Maden-İş Sendikası Genel Başkanı Nurettin Akçul, maden girişinde yaptığı basın açıklamasında, özelleştirme kararının işçiler için bir “ölüm fermanı” olduğunu belirtti. Akçul, “Kendimizi madene kapattık, çadır nöbetleri tuttuk, karda kışta kilometrelerce yürüdük; ne yapsak duyulmadık. Bu özelleştirme kararı, adeta ölüm fermanımız. Yetkililerden vicdanlı bir yaklaşım bekliyoruz. Burası sadece bir işyeri değil, işçilerin yuvası. Ailelerin, çocukların geleceği söz konusu” dedi.
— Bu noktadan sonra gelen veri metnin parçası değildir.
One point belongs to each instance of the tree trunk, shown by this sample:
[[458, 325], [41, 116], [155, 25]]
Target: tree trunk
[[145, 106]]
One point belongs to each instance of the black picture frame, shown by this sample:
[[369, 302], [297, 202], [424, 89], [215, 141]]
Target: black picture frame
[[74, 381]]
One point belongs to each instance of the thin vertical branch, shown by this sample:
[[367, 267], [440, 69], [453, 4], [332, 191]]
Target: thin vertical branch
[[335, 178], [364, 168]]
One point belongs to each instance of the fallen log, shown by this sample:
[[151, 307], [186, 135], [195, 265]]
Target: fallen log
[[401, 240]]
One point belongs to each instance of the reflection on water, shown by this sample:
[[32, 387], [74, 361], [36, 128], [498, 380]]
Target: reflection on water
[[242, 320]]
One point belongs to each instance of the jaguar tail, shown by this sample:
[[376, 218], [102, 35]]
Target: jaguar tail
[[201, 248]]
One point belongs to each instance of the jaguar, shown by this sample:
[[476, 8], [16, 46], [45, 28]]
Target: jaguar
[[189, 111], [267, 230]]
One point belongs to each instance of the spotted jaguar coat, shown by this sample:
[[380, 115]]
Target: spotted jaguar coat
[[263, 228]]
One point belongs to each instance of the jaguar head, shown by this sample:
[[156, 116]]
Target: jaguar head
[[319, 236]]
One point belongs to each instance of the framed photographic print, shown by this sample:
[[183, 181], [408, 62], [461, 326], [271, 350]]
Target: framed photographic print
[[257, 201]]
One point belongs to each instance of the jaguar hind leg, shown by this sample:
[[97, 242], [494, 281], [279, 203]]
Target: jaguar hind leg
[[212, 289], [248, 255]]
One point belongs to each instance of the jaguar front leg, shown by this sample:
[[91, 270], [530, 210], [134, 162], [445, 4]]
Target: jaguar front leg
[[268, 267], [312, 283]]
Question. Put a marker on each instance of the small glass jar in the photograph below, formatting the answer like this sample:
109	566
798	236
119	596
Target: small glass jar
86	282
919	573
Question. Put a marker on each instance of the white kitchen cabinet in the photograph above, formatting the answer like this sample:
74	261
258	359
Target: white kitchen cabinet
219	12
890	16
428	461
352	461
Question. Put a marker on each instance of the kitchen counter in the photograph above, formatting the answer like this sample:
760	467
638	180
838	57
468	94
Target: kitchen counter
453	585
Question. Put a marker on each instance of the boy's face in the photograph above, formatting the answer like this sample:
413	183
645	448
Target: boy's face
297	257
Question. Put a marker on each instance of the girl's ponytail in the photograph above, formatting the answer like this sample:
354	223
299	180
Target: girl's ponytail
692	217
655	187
Akçul, varlık satışı yoluyla halka ait kaynakların sermayeye devredilmesine karşı çıktıklarını vurgulayarak, “Taleplerimiz net: Özelleştirme derhal dursun, iş güvencemiz korunsun. Bugün sesimizi duyuramazsak, yarın bu adaletsizlik herkesin kapısını çalabilir. Biz yalnızca madencilerin ve enerji işçilerinin değil, tüm emekçilerin hakları için buradayız” ifadelerini kullandı. İşçilerin “Ölmek var, vazgeçmek yok” sloganıyla sürdürdüğü direniş, Türkiye’deki emek mücadelesinin önemli bir sembolü haline geldi.

Özelleştirme Kararı ve İşçilerin Geleceği

Çayırhan’daki özelleştirme kararı, yalnızca madencilerin değil, bölgedeki tüm halkın geleceğini tehdit ediyor. İşçiler, özelleştirme sonrası iş güvencelerinin ortadan kalkacağı ve çalışma koşullarının daha da ağırlaşacağı endişesi taşıyor. Ayrıca, maden ocağının özelleştirilmesiyle birlikte bölgedeki ekonomik dengelerin bozulması ve işsizliğin artması da bekleniyor. Madencilerin direnişi, bu nedenle yalnızca kendi hakları için değil, tüm emekçilerin geleceği için verilen bir mücadele olarak görülüyor.

Hükümet yetkililerinin işçilerin taleplerine kulak vermesi ve özelleştirme kararını gözden geçirmesi beklenirken, madencilerin kararlılığı dikkat çekiyor. Soğuk havaya ve zorlu koşullara rağmen nöbetlerini sürdüren işçiler, hakları için mücadeleden vazgeçmeyeceklerini bir kez daha gösterdi. Çayırhan’daki direniş, Türkiye’deki emek hareketinin önemli bir örneği olarak tarihe geçiyor.